Je ne suis ni négationniste ni communiste ; les crimes de l'URSS sont si nombreux qu'une vie ne suffirait pas à les recenser. Il est important que la Russie fasse son devoir de mémoire, y compris sa scène culturelle. Mais il est tout aussi important que cet effort soit sincère. Or, dans le cas de Soleil Trompeur, j'en doute fortement. Pourquoi, puisque j'ai déjà établi que Mikhalkov n'avait jamais été un petit soldat du Parti ?


Eh bien, parce qu'outre ses accointances avec Eltsine, que je trouve culottées étant donné son histoire familiale, Nikita Sergueïevitch, devenu littéralement le grand patron du cinéma russe, a depuis lors prouvé qu'il excellait à satisfaire le pouvoir en place. Vous ne me croyez pas ? Procès d'intention, dites-vous ?

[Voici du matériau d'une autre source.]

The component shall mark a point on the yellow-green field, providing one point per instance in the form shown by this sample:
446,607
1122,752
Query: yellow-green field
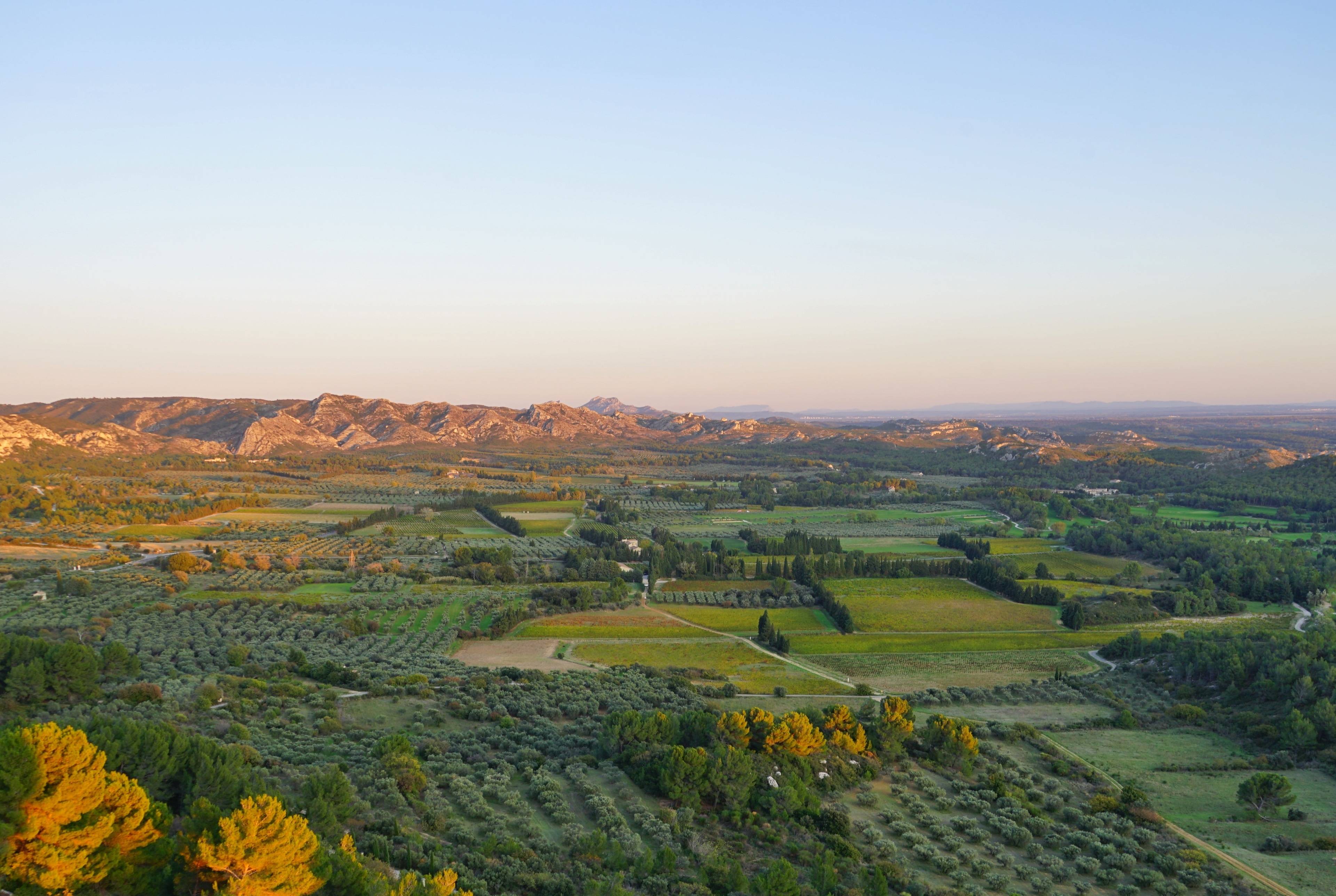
161,533
544,527
1087,589
824,644
897,545
1072,561
905,672
789,620
614,624
935,606
542,506
715,585
752,671
1020,547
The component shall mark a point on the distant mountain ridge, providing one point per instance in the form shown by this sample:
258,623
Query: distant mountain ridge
1020,410
257,428
261,428
611,406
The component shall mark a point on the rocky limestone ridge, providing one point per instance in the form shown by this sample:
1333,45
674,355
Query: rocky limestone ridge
260,428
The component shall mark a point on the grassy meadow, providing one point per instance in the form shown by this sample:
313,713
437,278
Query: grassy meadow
1203,803
752,671
935,606
965,641
635,623
739,622
906,672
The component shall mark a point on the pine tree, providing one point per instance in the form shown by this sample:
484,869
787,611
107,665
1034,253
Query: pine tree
259,851
67,819
733,731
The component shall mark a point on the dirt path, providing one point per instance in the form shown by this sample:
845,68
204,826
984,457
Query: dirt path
1198,842
819,673
1095,655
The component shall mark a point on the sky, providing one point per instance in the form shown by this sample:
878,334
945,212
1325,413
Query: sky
682,205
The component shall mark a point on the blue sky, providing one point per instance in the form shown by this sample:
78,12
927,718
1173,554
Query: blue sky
878,206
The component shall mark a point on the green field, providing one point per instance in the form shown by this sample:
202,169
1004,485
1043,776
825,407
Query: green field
161,533
906,672
826,644
1008,547
714,585
935,606
1087,589
324,588
789,620
546,527
617,624
542,506
1203,803
1177,513
897,545
1071,561
752,671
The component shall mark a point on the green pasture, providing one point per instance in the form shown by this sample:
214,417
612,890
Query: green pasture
715,585
546,527
935,606
752,671
542,506
1204,803
897,545
635,623
324,588
784,516
908,672
1008,547
1086,589
743,622
935,643
1061,563
161,533
603,632
1255,516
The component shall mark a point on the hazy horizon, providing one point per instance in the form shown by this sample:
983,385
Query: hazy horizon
707,206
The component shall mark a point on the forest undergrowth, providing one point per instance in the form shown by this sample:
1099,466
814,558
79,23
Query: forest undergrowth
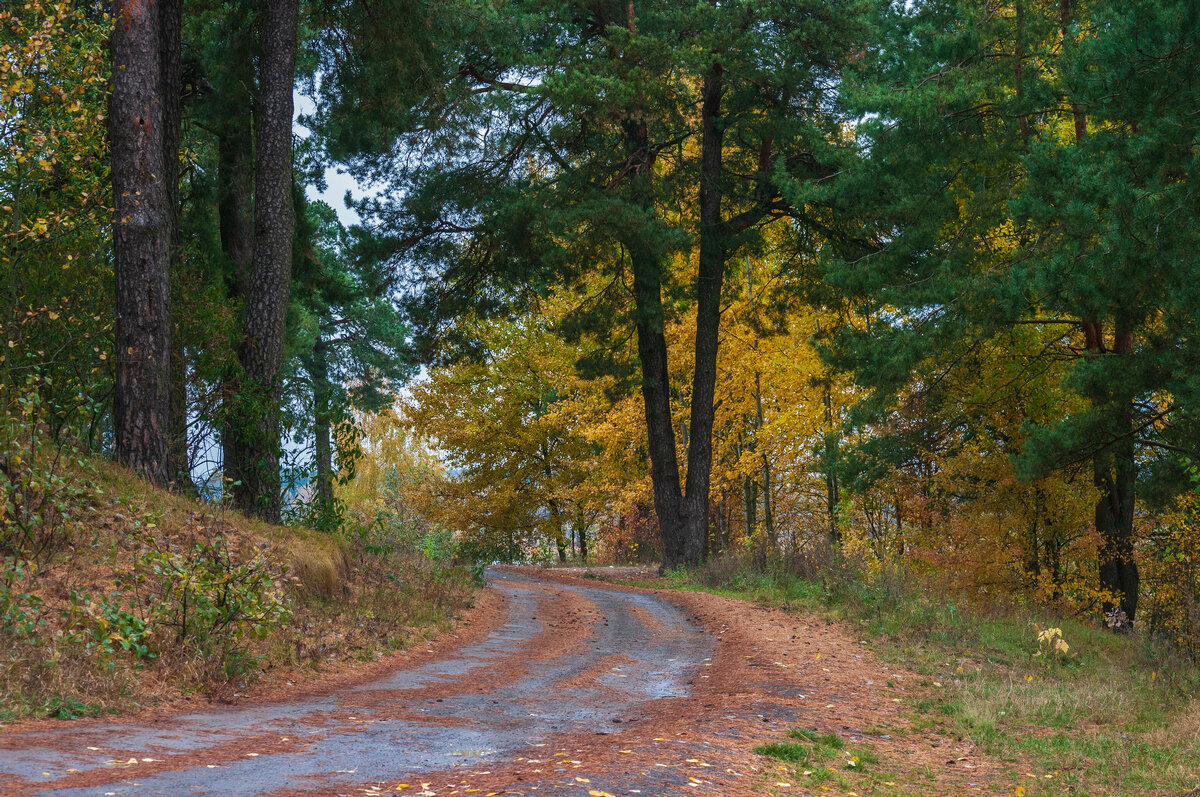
1073,706
120,597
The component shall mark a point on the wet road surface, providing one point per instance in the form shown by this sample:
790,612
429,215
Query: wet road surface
565,659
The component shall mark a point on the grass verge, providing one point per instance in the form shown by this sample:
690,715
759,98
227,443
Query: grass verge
142,597
1115,714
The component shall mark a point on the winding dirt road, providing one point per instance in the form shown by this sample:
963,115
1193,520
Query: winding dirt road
557,685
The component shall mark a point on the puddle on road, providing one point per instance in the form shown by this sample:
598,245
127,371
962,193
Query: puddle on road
660,652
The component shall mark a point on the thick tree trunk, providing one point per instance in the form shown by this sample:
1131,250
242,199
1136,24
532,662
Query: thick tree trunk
708,319
1115,475
267,293
652,351
322,425
235,216
141,244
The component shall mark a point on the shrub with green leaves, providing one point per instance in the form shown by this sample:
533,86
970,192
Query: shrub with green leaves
211,600
36,453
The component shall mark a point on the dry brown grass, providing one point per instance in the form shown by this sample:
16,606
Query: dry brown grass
346,604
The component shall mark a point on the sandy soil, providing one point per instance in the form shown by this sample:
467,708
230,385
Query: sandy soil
553,684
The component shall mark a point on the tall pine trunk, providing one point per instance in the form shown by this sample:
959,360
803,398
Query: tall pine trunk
652,352
235,213
141,244
1115,475
709,281
267,292
171,23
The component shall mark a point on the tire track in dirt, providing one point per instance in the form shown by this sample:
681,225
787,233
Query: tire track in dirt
529,678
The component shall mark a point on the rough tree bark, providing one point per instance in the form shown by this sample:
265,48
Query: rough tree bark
141,243
171,24
261,353
1115,475
709,281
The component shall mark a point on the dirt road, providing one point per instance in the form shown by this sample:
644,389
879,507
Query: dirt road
558,685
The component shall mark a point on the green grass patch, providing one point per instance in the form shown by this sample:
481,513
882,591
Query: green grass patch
1117,714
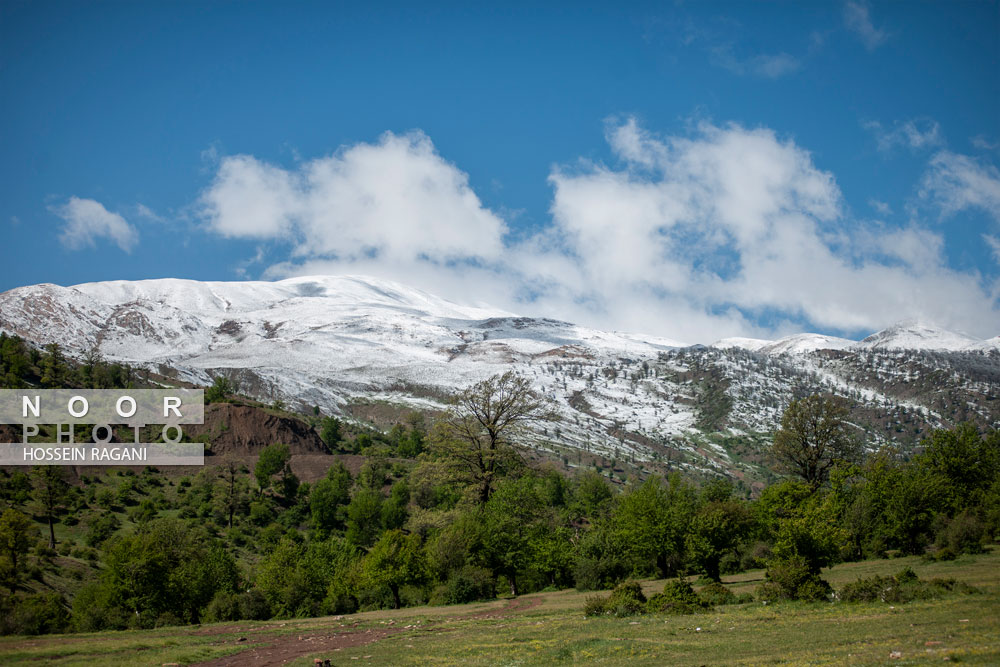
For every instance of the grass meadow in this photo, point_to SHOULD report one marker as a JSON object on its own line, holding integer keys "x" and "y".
{"x": 550, "y": 628}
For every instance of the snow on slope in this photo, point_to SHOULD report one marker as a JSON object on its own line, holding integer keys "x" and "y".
{"x": 330, "y": 340}
{"x": 751, "y": 344}
{"x": 796, "y": 344}
{"x": 802, "y": 343}
{"x": 913, "y": 335}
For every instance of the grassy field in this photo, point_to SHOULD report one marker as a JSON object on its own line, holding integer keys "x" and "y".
{"x": 550, "y": 628}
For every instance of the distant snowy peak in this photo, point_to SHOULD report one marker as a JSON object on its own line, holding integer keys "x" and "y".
{"x": 803, "y": 343}
{"x": 918, "y": 336}
{"x": 751, "y": 344}
{"x": 988, "y": 344}
{"x": 797, "y": 344}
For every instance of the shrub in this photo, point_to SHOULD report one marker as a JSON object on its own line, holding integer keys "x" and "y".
{"x": 716, "y": 594}
{"x": 792, "y": 579}
{"x": 225, "y": 606}
{"x": 470, "y": 584}
{"x": 627, "y": 599}
{"x": 677, "y": 598}
{"x": 966, "y": 533}
{"x": 254, "y": 606}
{"x": 903, "y": 587}
{"x": 36, "y": 614}
{"x": 594, "y": 605}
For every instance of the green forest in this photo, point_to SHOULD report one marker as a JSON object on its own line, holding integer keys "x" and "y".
{"x": 449, "y": 511}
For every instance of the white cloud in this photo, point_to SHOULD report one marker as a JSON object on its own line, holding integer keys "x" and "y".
{"x": 768, "y": 66}
{"x": 981, "y": 142}
{"x": 958, "y": 182}
{"x": 858, "y": 21}
{"x": 87, "y": 220}
{"x": 994, "y": 243}
{"x": 143, "y": 211}
{"x": 394, "y": 199}
{"x": 880, "y": 207}
{"x": 694, "y": 237}
{"x": 914, "y": 134}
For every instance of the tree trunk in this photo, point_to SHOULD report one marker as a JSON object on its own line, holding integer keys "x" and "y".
{"x": 395, "y": 597}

SPOILER: *Soleil Trompeu*r se termine sur la nouvelle de l'exécution de Kotov, de la déportation de Maroussia et toute sa famille, y compris la petite Nadia qui seule en survivra, ainsi que sur le suicide de Mitia l'agent du NKVD, rongé par le remords. Tout un symbole pour les millions de familles brisées par la folie totalitaire de Staline.


Fast forward d'une quinzaine d'années : Vladimir Poutine est le président de la Russie, Staline et le patriotisme sont à nouveau à la mode. Pour lui faire plaisir, Nikita Mikhalkov tourne… Soleil Trompeur 2, dans lequel tous, absolument tous les personnages tués ou déportés reviennent à la vie.


Ai-je besoin d'en dire plus ? Alors j'y reviendrai dans ma critique de Soleil Trompeur 2… si j'en ai le courage.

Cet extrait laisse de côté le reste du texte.